Public protector’s spats with ministers reach boiling point
The stand-off between public protector Busisiwe Mkhwebane, state security minister Dipuo LetsatsiDuba and public enterprises minister Pravin Gordhan over Mkhwebane’s SA Revenue Service (Sars) “rogue unit” investigation has reached boiling point
with all three threatening or considering legal action.
Mkhwebane last week used her office’s legal powers to demand that Gordhan answer 12 questions, predominantly linked to his tenure as Sars commissioner, by next Tuesday. Should he fail to do so, she said he will potentially be guilty of an offence under the Public Protector Act.
Gordhan’s lawyers are understood to have raised objections to this. His spokesperson, Adrian Lackay, described Mkhwebane’s probe as “another example of a fightback campaign to disrupt efforts to uncover and prosecute instances of corruption”.
Mkhwebane’s office has dismissed these accusations and insists her investigation into Gordhan’s role in the unit, as well as claims that he instructed Sars to “pursue the tax affairs” of EFF leader Julius Malema, is “legitimate”.
According to retired judge Robert Nugent, who chaired an inquiry into Sars, the former commissioner of the tax body, Tom Moyane, received a legal opinion from senior counsel indicating that the establishment of the high-risk investigation unit was not unlawful.
“I find no reason why the establishment and existence of the unit was, indeed, unlawful, and I am supported in that by an opinion given to Mr Moyane by leading senior counsel,” Nugent said in his interim report.
Correspondence that Business Day has seen revealed how Letsatsi-Duba slammed the
leaking of a 2014 inspector-general of intelligence (IGI) report into the unit as “prejudicial to the national security interest”, and demanded that Mkhwebane immediately return all copies of the document.
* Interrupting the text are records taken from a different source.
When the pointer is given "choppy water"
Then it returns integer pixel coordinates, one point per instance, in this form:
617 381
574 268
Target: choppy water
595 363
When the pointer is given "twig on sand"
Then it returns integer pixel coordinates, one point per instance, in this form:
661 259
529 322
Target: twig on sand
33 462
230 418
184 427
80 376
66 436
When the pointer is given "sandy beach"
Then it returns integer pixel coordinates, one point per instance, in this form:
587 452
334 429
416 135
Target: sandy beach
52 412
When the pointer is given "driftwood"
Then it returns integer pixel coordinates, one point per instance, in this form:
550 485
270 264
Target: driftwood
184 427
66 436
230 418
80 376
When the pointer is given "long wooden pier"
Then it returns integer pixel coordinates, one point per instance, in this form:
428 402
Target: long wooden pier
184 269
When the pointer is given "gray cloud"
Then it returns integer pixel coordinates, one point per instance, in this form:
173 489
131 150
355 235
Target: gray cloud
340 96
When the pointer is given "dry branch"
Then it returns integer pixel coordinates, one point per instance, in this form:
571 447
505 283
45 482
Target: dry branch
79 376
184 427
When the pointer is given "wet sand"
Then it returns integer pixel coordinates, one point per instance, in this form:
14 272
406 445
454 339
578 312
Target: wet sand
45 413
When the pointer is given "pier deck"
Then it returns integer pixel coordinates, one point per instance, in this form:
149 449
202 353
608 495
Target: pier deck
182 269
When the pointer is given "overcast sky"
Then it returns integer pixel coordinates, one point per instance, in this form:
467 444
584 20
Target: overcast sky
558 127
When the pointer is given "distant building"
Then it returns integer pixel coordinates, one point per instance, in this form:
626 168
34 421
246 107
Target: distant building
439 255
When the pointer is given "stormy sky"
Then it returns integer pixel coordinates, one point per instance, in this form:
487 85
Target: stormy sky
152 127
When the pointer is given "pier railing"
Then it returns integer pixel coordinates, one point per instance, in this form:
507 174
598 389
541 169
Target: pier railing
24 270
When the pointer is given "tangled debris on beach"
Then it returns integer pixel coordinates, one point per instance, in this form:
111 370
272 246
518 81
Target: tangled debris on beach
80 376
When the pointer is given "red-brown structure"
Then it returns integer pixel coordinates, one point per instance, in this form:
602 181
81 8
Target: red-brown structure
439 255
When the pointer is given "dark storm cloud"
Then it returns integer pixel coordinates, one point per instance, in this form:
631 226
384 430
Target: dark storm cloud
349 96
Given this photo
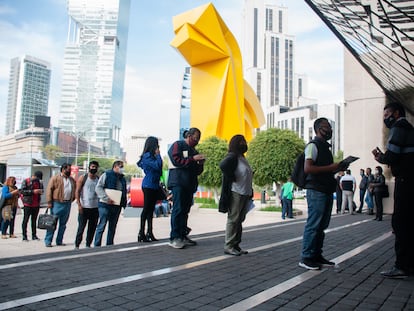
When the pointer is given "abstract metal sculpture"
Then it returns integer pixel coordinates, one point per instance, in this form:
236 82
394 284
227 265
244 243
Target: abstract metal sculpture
223 104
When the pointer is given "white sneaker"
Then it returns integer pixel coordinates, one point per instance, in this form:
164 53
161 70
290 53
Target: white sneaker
176 243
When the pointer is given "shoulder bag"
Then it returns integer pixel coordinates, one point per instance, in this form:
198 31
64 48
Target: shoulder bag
47 221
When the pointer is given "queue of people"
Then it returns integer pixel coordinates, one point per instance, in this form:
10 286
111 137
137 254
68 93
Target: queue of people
100 199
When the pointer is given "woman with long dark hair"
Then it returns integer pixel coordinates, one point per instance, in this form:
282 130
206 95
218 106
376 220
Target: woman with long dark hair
11 194
239 175
151 163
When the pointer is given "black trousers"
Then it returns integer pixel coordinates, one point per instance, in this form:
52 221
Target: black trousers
89 216
379 206
32 213
150 198
402 224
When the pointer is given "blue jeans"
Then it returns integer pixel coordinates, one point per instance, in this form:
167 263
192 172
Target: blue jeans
287 210
107 214
182 202
319 216
62 210
369 200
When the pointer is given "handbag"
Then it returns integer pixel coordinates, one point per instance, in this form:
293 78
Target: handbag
6 212
382 190
162 193
47 221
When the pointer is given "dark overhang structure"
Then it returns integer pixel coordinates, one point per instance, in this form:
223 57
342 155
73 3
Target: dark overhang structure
380 34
The report in question was compiled by the late IGI, Faith Radebe, under the orders of then state security minister David Mahlobo, and reportedly found there was evidence warranting a criminal investigation against Gordhan and other former Sars officials, including Ivan Pillay.
Mkhwebane says she obtained the report, which EFF MP Floyd Shivambu and Moyane have filed as part of separate legal battles against Gordhan, via an “anonymous source”.
In a letter sent to Mkhwebane in February, Letsatsi-Duba stresses “the IGI does not have a legal mandate to investigate the SA Revenue Service, in terms of the Intelligence Services Oversight Act Sars-related activities could therefore not have been commissioned by the former minister of state security”.
In other words, LetsatsiDuba raises doubts that the report, which Mkhwebane is now considering as part of her investigation into Gordhan, has any legal standing.
She adds that the public disclosure of “classified information in the report would violate the rights of persons associated with Sars and the SSA [State Security Agency], potentially disrupting the SSA’s operations and impairing its intelligencegathering methods, and threatening its operational co-operation with domestic institutions”.
In response, Mkhwebane who was previously employed by the SSA hit back at LetsatsiDuba for the “threatening and condescending tone of your letter”, which she describes as “regrettable/unfortunate”.
Mkhwebane argues that the Constitutional Court ruling in the Nkandla report case makes it clear that her office “can investigate any conduct in state affairs” and accuses Letsatsi-Duba of seeking to unlawfully interfere in her work.
The public protector tells the minister that unless she stops this alleged interference, she will have no choice but to seek an order that Letsatsi-Duba has shown contempt for her office and violated the constitution.
In March she laid criminal charges against Letsatsi-Duba after the minister laid charges over the leaking of the report. The Hawks have not responded to requests for comment on the status of these cases.
With Mkhwebane also investigating whether President Cyril Ramaphosa deliberately lied to parliament, intervention from his office in this unfolding saga would be unwise.
If Gordhan openly defies Mkhwebane or if law enforcement act on any of the cases opened as a consequence of this stand-off, it could result in a constitutional crisis that arguably has been brewing for some time.
The rogue unit investigation saga has become a giant and farreaching game of legal chicken, in which the constitutionally protected status of the public protector is being subjected to unprecedented scrutiny and challenge. It is likely that with this fight playing out so publicly, something is going to break.